Mad Money

Cramer Calls Dell Stock a ‘Buy’

Dell is now “one of the hottest turnaround stories in tech,” Cramer said Monday, adding he thinks the stock is a buy, buy, buy.

The Round Rock, Texas-based company had long been held hostage to a moribund personal computer market, which is in secular decline. Dell still gets roughly half of its sales from laptops and desktops, but Cramer noted the company has radically cut costs in its PC business, thereby improving profits.

Dell has also revamped its enterprise business, Cramer said. To provide business customers with full end-to-end solutions, including storage, networking and software, Dell used to have to rely on third-party vendors. So the company decided to develop its own storage, networking and software products and now, its enterprise business is wholly-owned. That decision has really helped the bottom line, Cramer said.

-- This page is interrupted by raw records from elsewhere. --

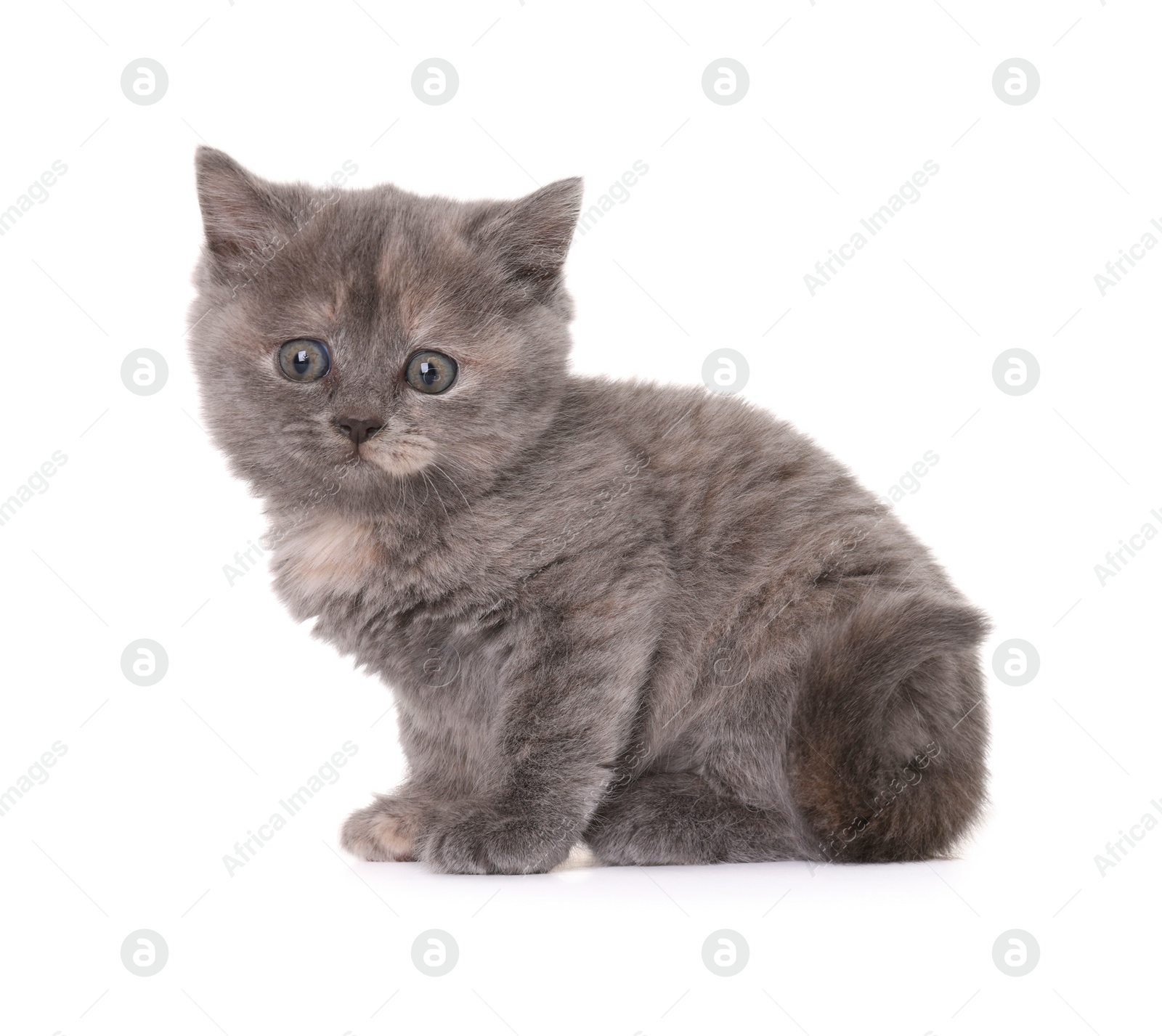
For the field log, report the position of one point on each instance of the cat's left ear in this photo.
(532, 236)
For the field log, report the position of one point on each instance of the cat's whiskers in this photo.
(457, 488)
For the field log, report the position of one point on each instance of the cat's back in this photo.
(739, 490)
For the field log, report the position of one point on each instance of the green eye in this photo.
(304, 359)
(430, 372)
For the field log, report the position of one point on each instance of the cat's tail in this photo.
(889, 731)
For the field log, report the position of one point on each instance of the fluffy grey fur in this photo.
(654, 619)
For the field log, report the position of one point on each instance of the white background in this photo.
(889, 360)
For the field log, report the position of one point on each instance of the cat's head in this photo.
(346, 339)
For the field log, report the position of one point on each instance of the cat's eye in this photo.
(430, 372)
(305, 359)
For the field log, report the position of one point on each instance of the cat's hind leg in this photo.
(681, 818)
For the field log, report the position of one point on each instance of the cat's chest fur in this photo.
(327, 558)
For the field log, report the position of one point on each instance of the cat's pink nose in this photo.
(358, 429)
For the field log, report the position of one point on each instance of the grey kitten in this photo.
(652, 619)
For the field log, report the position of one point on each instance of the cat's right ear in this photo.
(241, 213)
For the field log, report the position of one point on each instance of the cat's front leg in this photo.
(389, 828)
(569, 704)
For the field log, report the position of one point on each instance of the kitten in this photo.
(652, 619)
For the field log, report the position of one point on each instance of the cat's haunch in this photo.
(657, 621)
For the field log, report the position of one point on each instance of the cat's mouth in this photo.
(399, 455)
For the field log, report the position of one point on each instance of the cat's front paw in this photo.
(485, 840)
(385, 831)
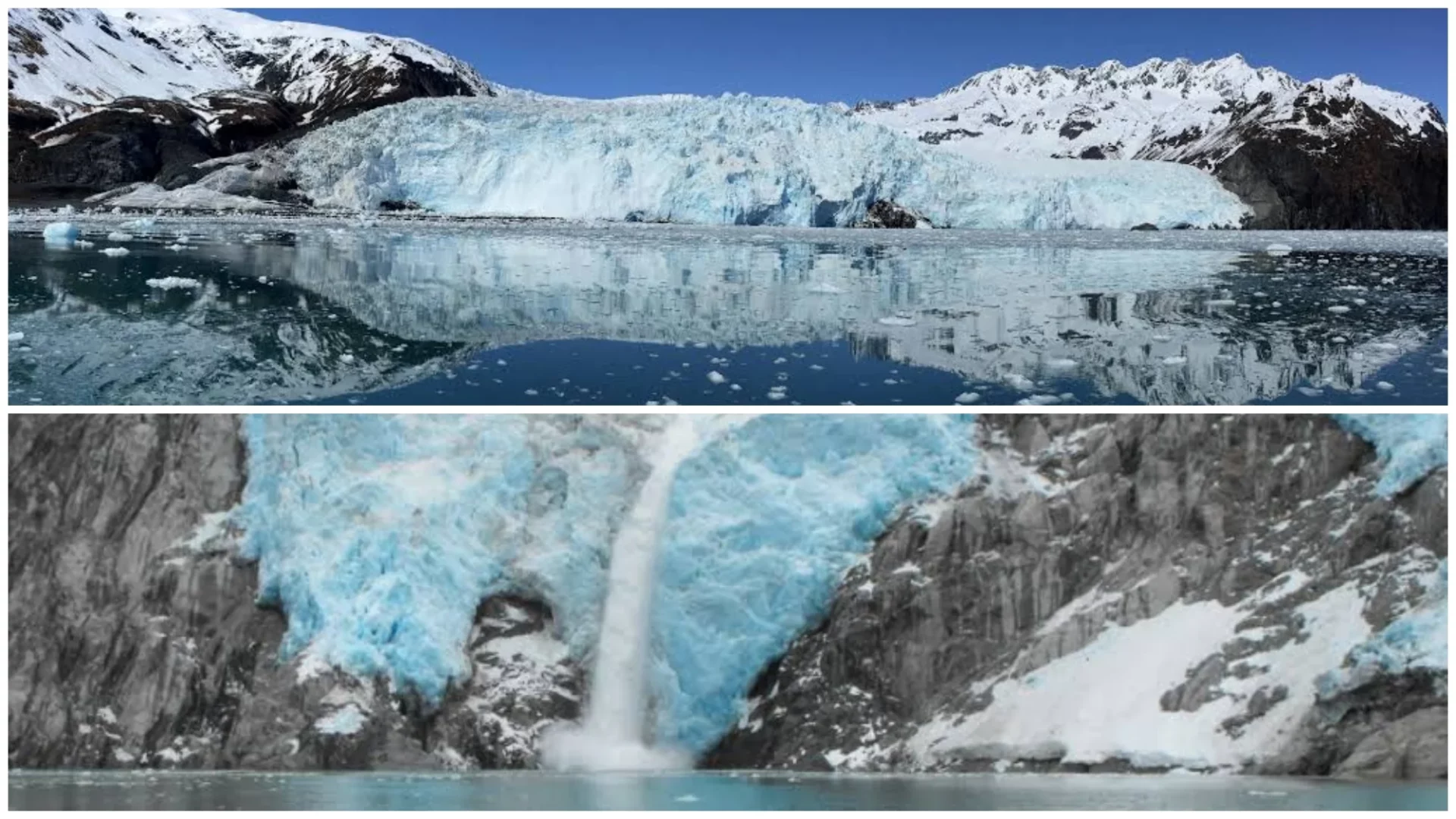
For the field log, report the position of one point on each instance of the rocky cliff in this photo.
(101, 99)
(1133, 592)
(1107, 592)
(136, 640)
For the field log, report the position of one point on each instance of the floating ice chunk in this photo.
(174, 283)
(897, 321)
(60, 234)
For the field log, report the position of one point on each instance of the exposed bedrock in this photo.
(1111, 522)
(136, 640)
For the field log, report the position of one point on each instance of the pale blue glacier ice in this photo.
(1408, 447)
(379, 535)
(762, 526)
(720, 161)
(1414, 640)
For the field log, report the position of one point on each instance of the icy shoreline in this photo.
(1411, 242)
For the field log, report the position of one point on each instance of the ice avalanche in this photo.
(379, 535)
(734, 159)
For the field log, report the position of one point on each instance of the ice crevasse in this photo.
(734, 159)
(379, 535)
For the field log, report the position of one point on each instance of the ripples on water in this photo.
(558, 314)
(517, 790)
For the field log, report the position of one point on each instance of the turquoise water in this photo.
(207, 790)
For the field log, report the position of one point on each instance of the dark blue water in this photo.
(149, 790)
(634, 315)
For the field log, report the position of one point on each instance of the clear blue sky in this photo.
(852, 55)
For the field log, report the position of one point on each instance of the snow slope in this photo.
(1408, 447)
(720, 161)
(74, 58)
(379, 535)
(1168, 110)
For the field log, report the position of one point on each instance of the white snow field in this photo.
(720, 161)
(1172, 110)
(184, 53)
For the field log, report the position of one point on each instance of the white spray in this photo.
(612, 736)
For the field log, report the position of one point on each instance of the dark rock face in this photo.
(128, 142)
(153, 140)
(883, 213)
(1369, 180)
(136, 639)
(123, 640)
(1147, 521)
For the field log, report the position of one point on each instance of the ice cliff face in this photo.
(378, 535)
(720, 161)
(1234, 592)
(1114, 596)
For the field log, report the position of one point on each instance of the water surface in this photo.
(529, 790)
(410, 312)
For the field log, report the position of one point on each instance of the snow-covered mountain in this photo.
(73, 60)
(1194, 112)
(101, 99)
(1218, 115)
(105, 99)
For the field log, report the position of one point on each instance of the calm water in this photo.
(145, 790)
(392, 312)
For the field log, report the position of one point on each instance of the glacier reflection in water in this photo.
(742, 790)
(318, 311)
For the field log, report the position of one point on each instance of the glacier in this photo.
(1408, 447)
(1416, 640)
(379, 535)
(734, 159)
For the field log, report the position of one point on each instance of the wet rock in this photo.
(1410, 748)
(136, 640)
(1085, 522)
(883, 213)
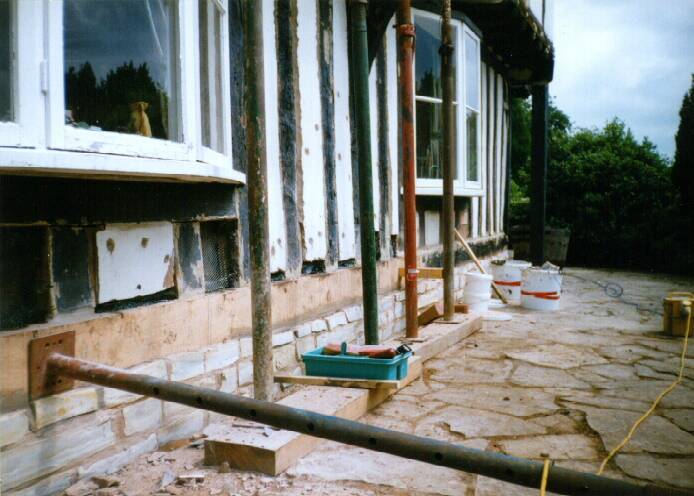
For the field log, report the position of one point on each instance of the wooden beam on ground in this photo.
(255, 447)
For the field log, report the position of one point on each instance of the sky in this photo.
(631, 59)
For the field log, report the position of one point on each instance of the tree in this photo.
(683, 167)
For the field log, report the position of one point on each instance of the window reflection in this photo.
(6, 113)
(119, 66)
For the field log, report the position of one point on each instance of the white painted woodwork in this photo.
(485, 151)
(277, 232)
(375, 152)
(343, 138)
(134, 260)
(393, 128)
(432, 227)
(313, 198)
(498, 154)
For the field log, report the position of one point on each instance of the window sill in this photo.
(101, 165)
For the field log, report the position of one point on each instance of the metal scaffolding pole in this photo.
(254, 103)
(406, 37)
(449, 161)
(499, 466)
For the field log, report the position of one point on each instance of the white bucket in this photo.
(508, 277)
(478, 291)
(541, 289)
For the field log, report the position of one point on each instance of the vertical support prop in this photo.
(538, 174)
(406, 37)
(360, 70)
(254, 104)
(449, 162)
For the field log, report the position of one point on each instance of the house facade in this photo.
(123, 205)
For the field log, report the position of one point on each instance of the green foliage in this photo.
(683, 167)
(613, 192)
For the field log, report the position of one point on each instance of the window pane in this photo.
(5, 61)
(472, 72)
(119, 69)
(472, 152)
(211, 76)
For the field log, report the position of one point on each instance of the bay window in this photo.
(429, 106)
(137, 87)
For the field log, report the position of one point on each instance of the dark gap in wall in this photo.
(325, 58)
(189, 258)
(113, 306)
(219, 240)
(344, 264)
(289, 126)
(25, 284)
(70, 265)
(313, 267)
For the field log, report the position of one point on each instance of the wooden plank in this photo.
(337, 382)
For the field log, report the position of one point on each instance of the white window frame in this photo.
(40, 141)
(461, 186)
(22, 131)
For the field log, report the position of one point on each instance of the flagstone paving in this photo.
(567, 384)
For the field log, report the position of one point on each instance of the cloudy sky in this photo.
(632, 59)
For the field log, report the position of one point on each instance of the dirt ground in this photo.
(568, 384)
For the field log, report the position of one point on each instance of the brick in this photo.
(49, 486)
(113, 463)
(230, 380)
(142, 416)
(27, 461)
(245, 373)
(354, 313)
(284, 356)
(182, 428)
(246, 347)
(13, 427)
(187, 365)
(52, 409)
(222, 355)
(114, 397)
(305, 344)
(336, 320)
(303, 330)
(282, 338)
(319, 325)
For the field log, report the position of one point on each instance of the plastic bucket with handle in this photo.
(541, 289)
(508, 276)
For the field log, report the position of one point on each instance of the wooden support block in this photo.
(314, 380)
(430, 313)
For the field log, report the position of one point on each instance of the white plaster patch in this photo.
(134, 260)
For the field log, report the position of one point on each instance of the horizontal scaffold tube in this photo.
(496, 465)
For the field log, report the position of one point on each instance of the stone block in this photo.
(245, 373)
(336, 320)
(302, 330)
(114, 397)
(57, 449)
(319, 325)
(144, 415)
(282, 338)
(354, 313)
(222, 355)
(62, 406)
(182, 428)
(246, 347)
(187, 365)
(13, 427)
(284, 356)
(113, 463)
(304, 345)
(229, 380)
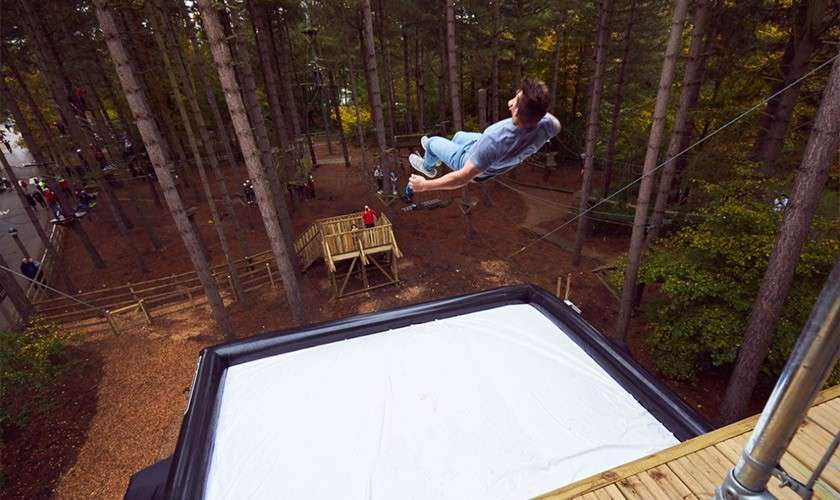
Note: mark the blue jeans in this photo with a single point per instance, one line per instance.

Considering these changes, Cramer thinks Dell has really turned itself around. He expects the company will report “excellent” earnings results on February 21.

Dell’s stock currently sells for just 8.7 times forward earnings with a 5 percent growth rate. Cramer thinks it’s a cheap stock given that Dell has $7 billion of net cash on its balance sheet, as well as a massive buyback that’s equivalent to 22 percent of the company’s market cap. He thinks it’s a buy right now, even as it’s flirting with its high, but would prefer investors buy shares on a pullback.